The Village of Lower Hardres
There is an Upper Hardres (pronounced, like it's nether neighbour, Hards) as well. They are both just east of the distinctively Roman Stone Street which, except for a rather curious kink around Horton Park at the south end, runs arrow straight due south from just outside Canterbury to within a couple of miles of Hythe.
But despite their origins, the two are separate and distinct villages. Lower Hardres is perhaps less visually favoured than Upper Hardres, with a 19th century church. Pevsner described the church as 'conceived, outside anyway, as a humble village church, and imaginative leap before Pugin's example made such attention to appropriateness commonplace.'
Lower Hardres featured in the first reported case of the wrecking of steam threshing machines in Kent during the 'Captain Swing' disorders in 1830. Two magistrates and a posse of constables backed up by thirty dragoons were sent out from Canterbury to try to catch the gang of about four hundred wreckers, but without success.
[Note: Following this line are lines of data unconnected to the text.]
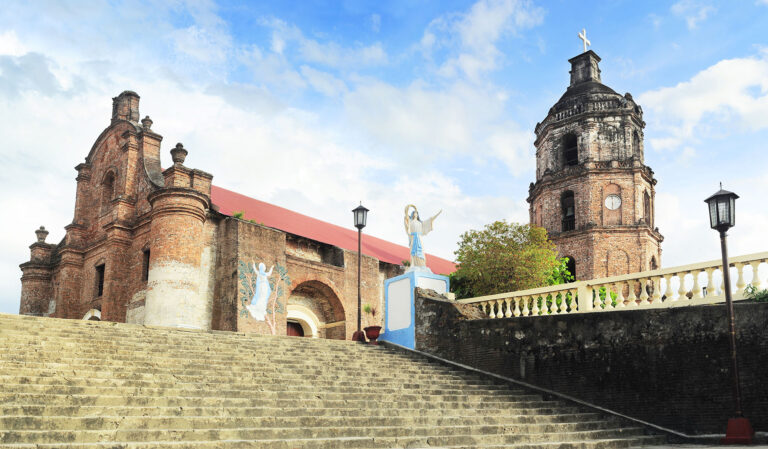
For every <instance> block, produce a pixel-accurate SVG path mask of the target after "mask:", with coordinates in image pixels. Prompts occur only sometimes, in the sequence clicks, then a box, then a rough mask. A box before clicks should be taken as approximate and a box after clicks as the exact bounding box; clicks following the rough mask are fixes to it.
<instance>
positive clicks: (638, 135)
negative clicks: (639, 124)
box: [632, 131, 640, 156]
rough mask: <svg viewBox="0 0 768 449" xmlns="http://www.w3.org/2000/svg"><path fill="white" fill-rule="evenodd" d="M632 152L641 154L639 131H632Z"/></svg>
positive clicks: (636, 155)
mask: <svg viewBox="0 0 768 449" xmlns="http://www.w3.org/2000/svg"><path fill="white" fill-rule="evenodd" d="M632 154H633V155H636V156H639V155H640V135H639V134H638V133H637V131H633V132H632Z"/></svg>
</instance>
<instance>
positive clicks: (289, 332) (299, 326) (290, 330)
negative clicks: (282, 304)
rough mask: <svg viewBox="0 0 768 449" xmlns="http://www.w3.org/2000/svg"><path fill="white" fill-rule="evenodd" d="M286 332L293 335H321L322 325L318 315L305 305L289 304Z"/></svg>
mask: <svg viewBox="0 0 768 449" xmlns="http://www.w3.org/2000/svg"><path fill="white" fill-rule="evenodd" d="M286 319H287V320H288V325H287V326H286V332H287V334H288V335H289V336H293V337H312V338H319V337H320V329H321V328H322V325H321V324H320V320H319V319H318V318H317V315H315V313H314V312H313V311H312V310H311V309H309V308H308V307H305V306H303V305H299V304H288V313H287V315H286Z"/></svg>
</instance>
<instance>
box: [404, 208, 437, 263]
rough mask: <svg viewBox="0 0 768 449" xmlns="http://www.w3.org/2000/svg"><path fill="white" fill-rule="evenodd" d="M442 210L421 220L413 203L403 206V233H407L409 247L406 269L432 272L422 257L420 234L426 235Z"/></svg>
mask: <svg viewBox="0 0 768 449" xmlns="http://www.w3.org/2000/svg"><path fill="white" fill-rule="evenodd" d="M411 209H413V210H411ZM442 212H443V211H442V209H441V210H440V211H439V212H438V213H436V214H435V215H433V216H432V217H430V218H428V219H427V220H424V221H422V220H421V219H420V218H419V211H418V210H417V209H416V206H414V205H413V204H409V205H407V206H405V233H406V234H408V246H409V247H410V248H411V267H410V268H409V269H408V271H413V270H418V271H429V272H430V273H431V272H432V271H431V270H430V269H429V268H427V263H426V259H425V257H424V248H423V247H422V245H421V236H423V235H427V234H429V232H430V231H432V227H433V223H434V221H435V218H437V216H438V215H440V214H441V213H442Z"/></svg>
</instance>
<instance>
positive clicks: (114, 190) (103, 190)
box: [101, 172, 115, 213]
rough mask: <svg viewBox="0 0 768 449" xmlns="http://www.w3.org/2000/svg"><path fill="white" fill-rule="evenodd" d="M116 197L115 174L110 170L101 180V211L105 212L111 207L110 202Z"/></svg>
mask: <svg viewBox="0 0 768 449" xmlns="http://www.w3.org/2000/svg"><path fill="white" fill-rule="evenodd" d="M114 197H115V174H114V173H113V172H109V173H107V174H106V176H104V181H102V182H101V213H104V212H106V211H107V209H108V208H109V204H110V202H111V201H112V199H113V198H114Z"/></svg>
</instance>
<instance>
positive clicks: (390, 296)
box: [379, 270, 450, 349]
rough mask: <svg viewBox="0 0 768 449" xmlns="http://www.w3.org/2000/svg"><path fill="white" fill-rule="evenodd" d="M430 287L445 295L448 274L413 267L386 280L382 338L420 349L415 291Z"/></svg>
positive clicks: (384, 291)
mask: <svg viewBox="0 0 768 449" xmlns="http://www.w3.org/2000/svg"><path fill="white" fill-rule="evenodd" d="M416 287H420V288H429V289H432V290H434V291H436V292H437V293H440V294H444V293H447V292H448V291H449V290H448V289H449V287H450V285H449V281H448V276H442V275H439V274H433V273H432V272H431V271H428V270H423V271H420V270H412V271H408V272H406V273H405V274H401V275H400V276H396V277H393V278H390V279H387V280H386V281H384V310H385V315H384V333H383V334H382V336H381V337H379V340H381V341H388V342H390V343H395V344H397V345H400V346H404V347H406V348H409V349H416V347H415V346H416V344H415V343H416V325H415V324H416V307H415V304H414V296H413V290H414V289H415V288H416Z"/></svg>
It was at Lower Hardres, too, that a rather curious little incident was reported at Christmas 1859 that had to do with the old Kent custom of hoodening. Percy Maylam, in his book Hooden Horse, published in 1909, said in bygone days it was probable that the hooden horse was to be found at Christmas in every village and hamlet and on every large farm in East Kent. By this time, though, it had died out almost everywhere, surviving only in Thanet and Walmer.
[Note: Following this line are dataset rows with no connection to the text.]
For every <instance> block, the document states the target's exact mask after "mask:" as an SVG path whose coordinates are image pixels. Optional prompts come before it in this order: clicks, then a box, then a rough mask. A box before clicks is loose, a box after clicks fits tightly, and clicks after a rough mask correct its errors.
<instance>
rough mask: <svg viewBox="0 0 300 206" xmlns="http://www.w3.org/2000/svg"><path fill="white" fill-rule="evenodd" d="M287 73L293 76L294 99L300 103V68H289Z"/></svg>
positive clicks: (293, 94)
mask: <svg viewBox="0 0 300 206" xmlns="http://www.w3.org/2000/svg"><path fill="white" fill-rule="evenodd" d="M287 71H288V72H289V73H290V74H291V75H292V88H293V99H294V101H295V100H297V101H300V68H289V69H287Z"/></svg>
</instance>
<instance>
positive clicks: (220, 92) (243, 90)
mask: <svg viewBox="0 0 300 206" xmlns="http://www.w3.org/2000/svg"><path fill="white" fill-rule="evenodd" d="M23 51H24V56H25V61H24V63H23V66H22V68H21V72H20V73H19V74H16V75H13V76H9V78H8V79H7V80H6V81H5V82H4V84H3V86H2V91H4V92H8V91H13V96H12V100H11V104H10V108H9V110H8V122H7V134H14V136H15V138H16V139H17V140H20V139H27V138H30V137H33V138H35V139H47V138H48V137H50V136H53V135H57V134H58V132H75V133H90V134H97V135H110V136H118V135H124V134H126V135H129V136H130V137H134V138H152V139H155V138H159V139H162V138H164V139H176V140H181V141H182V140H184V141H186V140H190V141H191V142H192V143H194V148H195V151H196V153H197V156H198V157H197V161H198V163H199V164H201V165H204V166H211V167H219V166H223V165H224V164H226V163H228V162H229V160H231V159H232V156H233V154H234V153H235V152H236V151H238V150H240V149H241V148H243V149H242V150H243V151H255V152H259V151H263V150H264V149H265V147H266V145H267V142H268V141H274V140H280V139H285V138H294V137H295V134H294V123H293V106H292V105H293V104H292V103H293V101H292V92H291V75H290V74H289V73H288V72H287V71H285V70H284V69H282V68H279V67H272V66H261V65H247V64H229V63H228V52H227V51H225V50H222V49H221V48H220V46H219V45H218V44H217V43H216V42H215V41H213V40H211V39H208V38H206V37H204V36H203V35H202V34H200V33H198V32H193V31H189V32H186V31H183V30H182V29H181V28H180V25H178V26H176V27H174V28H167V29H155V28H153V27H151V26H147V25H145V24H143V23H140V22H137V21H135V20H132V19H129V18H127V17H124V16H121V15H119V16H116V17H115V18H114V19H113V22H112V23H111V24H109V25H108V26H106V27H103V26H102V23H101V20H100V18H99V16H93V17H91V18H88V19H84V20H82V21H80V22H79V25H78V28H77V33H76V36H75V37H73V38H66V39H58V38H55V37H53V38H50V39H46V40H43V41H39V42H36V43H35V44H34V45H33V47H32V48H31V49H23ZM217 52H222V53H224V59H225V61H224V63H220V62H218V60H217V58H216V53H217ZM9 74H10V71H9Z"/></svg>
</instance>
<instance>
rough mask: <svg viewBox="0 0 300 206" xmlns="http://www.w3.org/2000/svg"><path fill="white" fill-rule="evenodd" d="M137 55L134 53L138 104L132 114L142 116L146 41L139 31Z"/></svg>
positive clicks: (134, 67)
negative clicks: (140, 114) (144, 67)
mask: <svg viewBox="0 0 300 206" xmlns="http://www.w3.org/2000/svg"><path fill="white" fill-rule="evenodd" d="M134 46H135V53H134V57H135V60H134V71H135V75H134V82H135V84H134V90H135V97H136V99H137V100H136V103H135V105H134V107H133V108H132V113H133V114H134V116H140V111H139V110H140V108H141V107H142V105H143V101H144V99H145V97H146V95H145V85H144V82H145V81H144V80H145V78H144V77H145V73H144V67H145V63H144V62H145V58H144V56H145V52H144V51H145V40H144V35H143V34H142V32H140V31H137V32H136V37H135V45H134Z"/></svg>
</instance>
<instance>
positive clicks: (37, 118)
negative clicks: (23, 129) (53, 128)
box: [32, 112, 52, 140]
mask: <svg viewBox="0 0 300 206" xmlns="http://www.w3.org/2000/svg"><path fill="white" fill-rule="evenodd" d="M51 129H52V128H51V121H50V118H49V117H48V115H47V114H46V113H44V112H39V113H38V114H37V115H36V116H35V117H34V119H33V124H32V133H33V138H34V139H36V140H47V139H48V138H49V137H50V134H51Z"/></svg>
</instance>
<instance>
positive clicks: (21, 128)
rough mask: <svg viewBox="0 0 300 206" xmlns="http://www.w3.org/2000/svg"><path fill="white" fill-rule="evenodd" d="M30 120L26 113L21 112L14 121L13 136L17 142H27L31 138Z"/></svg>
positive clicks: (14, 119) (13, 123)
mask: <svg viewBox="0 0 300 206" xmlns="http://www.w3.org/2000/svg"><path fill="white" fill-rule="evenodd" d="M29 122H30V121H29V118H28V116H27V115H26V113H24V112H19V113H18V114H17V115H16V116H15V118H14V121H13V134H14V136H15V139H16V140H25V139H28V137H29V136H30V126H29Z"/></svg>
The custom was for hoodeners to go from house to house collecting (demanding with menaces might well be the term we would use today) money or goodies for a Christmas feast. The band was made up of a Waggoner with whip who led the horse, the Rider, who tried always unsuccessfully to get upon the Horse's back, and Mollie, a man in 'drag' who went behind the Horse with a besom broom.
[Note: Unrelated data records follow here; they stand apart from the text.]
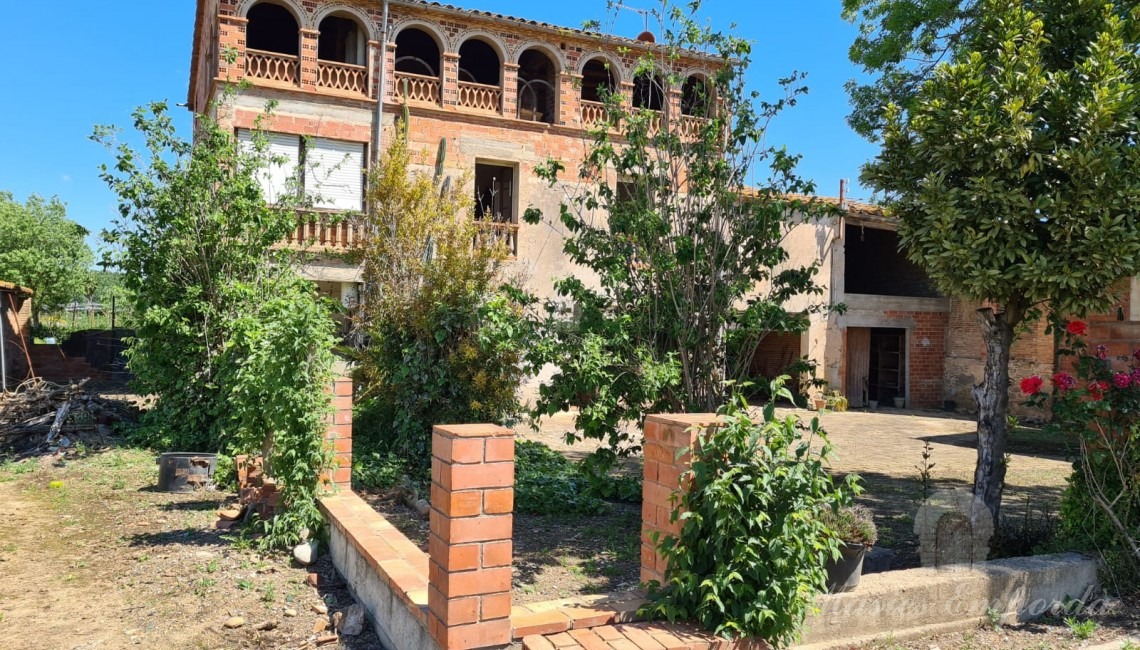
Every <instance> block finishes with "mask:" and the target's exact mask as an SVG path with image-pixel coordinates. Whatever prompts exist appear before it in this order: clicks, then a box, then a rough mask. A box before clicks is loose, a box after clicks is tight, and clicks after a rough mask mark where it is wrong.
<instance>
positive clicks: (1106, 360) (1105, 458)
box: [1021, 320, 1140, 592]
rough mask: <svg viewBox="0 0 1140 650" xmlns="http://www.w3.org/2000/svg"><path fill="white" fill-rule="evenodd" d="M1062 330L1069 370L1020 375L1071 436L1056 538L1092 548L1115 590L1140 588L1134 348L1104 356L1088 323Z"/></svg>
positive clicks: (1137, 412)
mask: <svg viewBox="0 0 1140 650" xmlns="http://www.w3.org/2000/svg"><path fill="white" fill-rule="evenodd" d="M1053 327H1056V328H1057V330H1062V331H1064V339H1065V347H1064V348H1062V349H1061V350H1060V355H1061V358H1066V357H1072V358H1073V367H1074V369H1075V372H1074V373H1072V374H1070V373H1069V372H1065V371H1061V372H1058V373H1056V374H1055V375H1053V376H1052V379H1051V383H1052V392H1051V393H1047V392H1045V391H1044V390H1043V389H1044V385H1045V380H1044V379H1042V377H1036V376H1033V377H1026V379H1024V380H1023V381H1021V391H1023V392H1025V393H1026V395H1028V396H1029V404H1033V405H1036V406H1051V407H1052V413H1053V423H1052V424H1051V425H1050V426H1051V428H1052V430H1053V431H1059V432H1060V433H1062V434H1065V436H1066V437H1067V438H1068V439H1070V440H1074V441H1075V446H1076V447H1077V450H1078V453H1077V457H1076V462H1075V463H1074V473H1073V477H1072V478H1070V479H1069V485H1068V488H1067V489H1066V490H1065V495H1064V497H1062V499H1061V507H1060V522H1059V527H1058V530H1057V537H1058V544H1059V545H1061V546H1068V547H1069V549H1081V550H1089V551H1096V552H1099V553H1100V554H1101V556H1102V559H1104V564H1102V566H1104V568H1105V572H1106V574H1107V575H1106V576H1105V577H1106V578H1107V579H1106V583H1113V584H1115V585H1116V588H1117V591H1124V592H1134V591H1137V590H1138V588H1140V350H1135V351H1133V354H1132V355H1130V356H1126V357H1119V358H1109V356H1108V350H1107V349H1106V348H1105V347H1102V346H1101V347H1098V348H1094V349H1089V346H1088V343H1086V342H1085V341H1084V335H1085V334H1086V333H1088V326H1086V325H1085V324H1084V323H1081V322H1078V320H1074V322H1070V323H1068V324H1062V323H1059V322H1056V323H1053Z"/></svg>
The Horse was a man, known as the Hoodener, who held a usually rather crudely carved wooden horse's head on a stick. Attached to the head was a sort of hood of coarse sacking which more or less hid the man. The head itself was made so that the man could jerk a piece of string to make the loosely hinged jaws open and shut with a vicious clacking sound. Sometimes the jaws were lined with nails to represent teeth and altogether the creature was pretty fearsome.
The whole performance was known as hoodening, and it was accompanied bu some fairly licenced horse-play and rustic ribaldry.
Maylam himself dismissed suggestions that the ritual was descended from some Saxon Woden worship rites and thought it had more to do with morris dancing. However, the custom came under censure from the church, which saw it as a pagan survival that ought not to be encouraged, and it lost a lot of support from ordinary people too when it became rather too robust a frolic for comfort.
His story concerned the visit in 1859 of a group of hoodeners to Lower Hardres Rectory, where a German and his wife were spending Christmas with the rector. The German lady was an invalid and has not walked for seven years. She was wheeled out to the lawn in her invalid chair to see the hoodeners' performance and when the Horse (a man named Henry Brazier) pretended to jump at her, the jaws snapping viciously close to her face, the lady was so frightened that she sprang out of her chair and ran indoors, and was able to walk perfectly well from then on/
The story ended that her husband was so delighted that when the hoodening season was over he bought the Horse and took it back with him to Germany.
The hooden horse is still very much an East Kent custom today and enjoying something of a revival, not just at Christmas time but more especially as an attraction at summer fetes.